Triangle Mesh Overview Briefly, the cost of a physics triangle mesh now depends on two things: (1) The number of triangles and (2) The "average width" of those triangles at the mesh's current scale. The width of a triangle is defined as the width (smaller side) of the tightest rectangle you can draw around the triangle. The average is computed "harmonically" (1/avg = 1/a + 1/b + ... ), which was done to favor weight smaller triangles more heavily. This average is then clamped to be between 0.001m and 20m (right now) and then used in the simple formula:
C = MAX( constant * num_triangles / triangle_width, minimum_mesh_cost )
The value of "constant" has been selected so that for a flat mesh with 0.5m wide triangles, each triangle costs 0.1 units with a minimum total mesh cost of 0.5 units. However, these values are subject to change.
Please note that the computed triangle_width is only an APPROXIMATION of the exact triangle width in most cases.

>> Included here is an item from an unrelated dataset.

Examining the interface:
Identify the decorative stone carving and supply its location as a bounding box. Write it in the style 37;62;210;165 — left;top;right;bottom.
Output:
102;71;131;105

IMPORTANT: For triangle-based shapes, the cost grows inversely with the scale of the prim! More specifically, it varies linearly with triangle density. This is important as triangle density has a huge impact on physics performance. Also note that for large meshes, the density multiplier may be less than unity, resulting in a discounting effect.
The resulting number may not be an integer. A prim with physics shape type "none" does not contribute to the pure PRC!
NEW An additional factor has been added to this computation. If a linkset is made physical, it will incur an additional penalty that will depend on its scale. The formula is:
penalized_cost = base_physics_cost * ( 1 + 0.04 * A )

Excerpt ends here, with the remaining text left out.